I AM forever reading about people and animals being chased, attacked and killed by ‘dangerous dogs’, the latest being a seven stone Rottweiler which was shoved out of a car in Porthcawl in South Wales and chased a terrified man who was forced to scale a chain-link fence to escape serious injury.

Only last year a 14-year-old girl was mauled to death by two Mastiffs and two Staffordshire Bull Terriers.

The dogs had been kept constantly indoors in a house and were never seen being walked or let out.

The owner only received a six-week suspended jail sentence through lack of evidence.

Despite there being a change to the Dangerous Dogs Act in 2014, the situation doesn’t seemed to have improved.
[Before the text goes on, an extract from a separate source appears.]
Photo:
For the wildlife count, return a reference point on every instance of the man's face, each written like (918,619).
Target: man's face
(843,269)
Section 3 of the Act applies to every single dog owner in England and Wales. Under this section, it is a criminal offence for the person in charge of the dog to allow it to be ‘dangerously out of control’ in a public place. A dog doesn’t have to bite to be deemed dangerous in the eyes of the law and generally if a dog bites a person, it will be presumed to have been ‘dangerously out of control’.

However, even if the dog does not bite, but gives the person grounds to feel that the dog may injure them, the law still applies.
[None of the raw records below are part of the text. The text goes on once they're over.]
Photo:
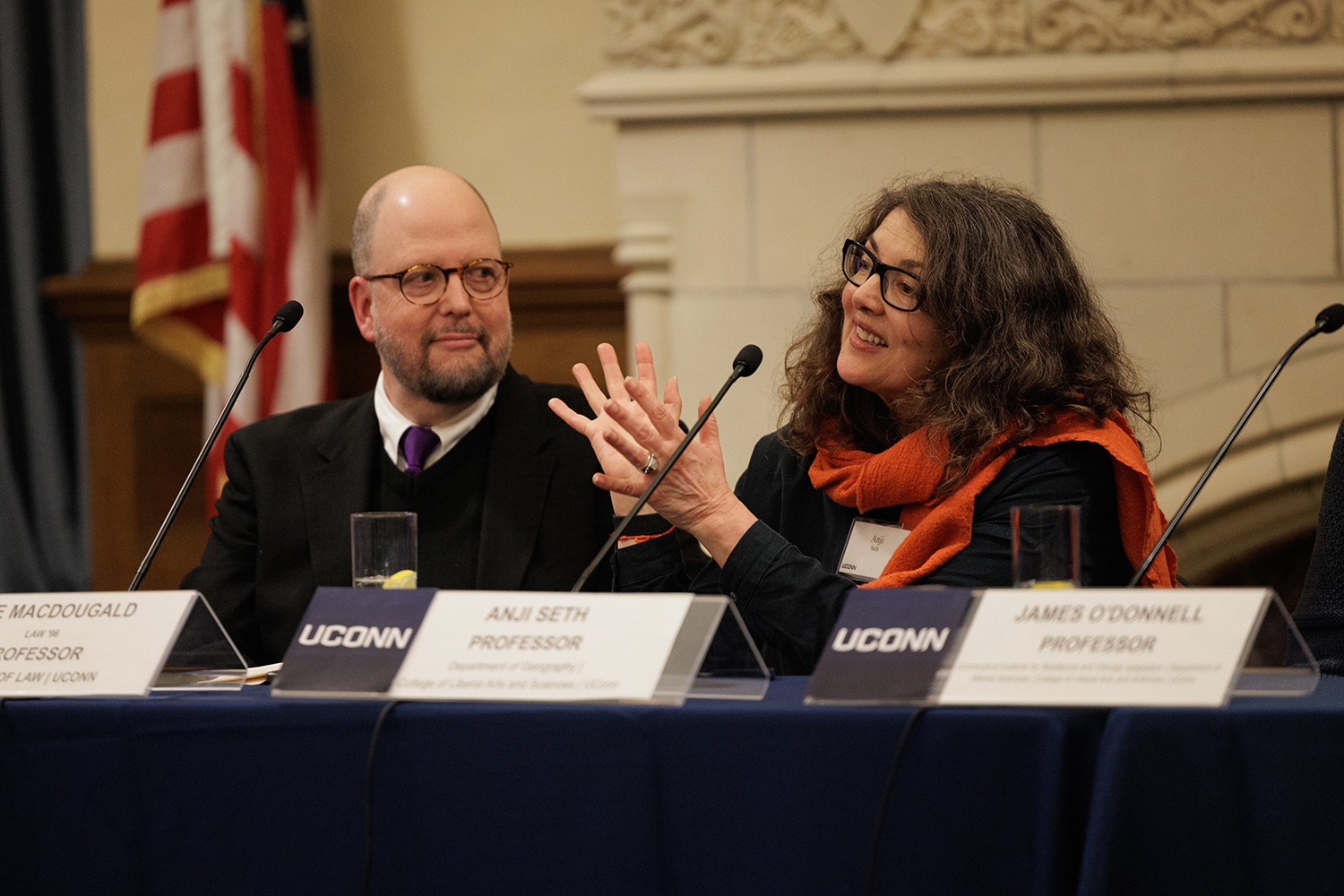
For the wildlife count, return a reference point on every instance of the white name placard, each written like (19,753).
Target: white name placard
(88,643)
(1105,646)
(535,645)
Not many dog owners are aware of this, and I see many of these type of dogs running loose in my local park, even though the owners often claim that ‘he/she wouldn’t hurt a fly’.
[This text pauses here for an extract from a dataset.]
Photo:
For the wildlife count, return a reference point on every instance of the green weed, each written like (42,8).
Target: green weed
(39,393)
Despite many of these types of dogs being generally placid, they have the potential to cause injury, so I feel that the only answer would be for owners to be made to fit a muzzle to their dog before entering public places, as this would then ensure no person or animal would be injured or killed, the dog wouldn’t have to be destroyed and the owners would escape a hefty fine and a possible custodial sentence.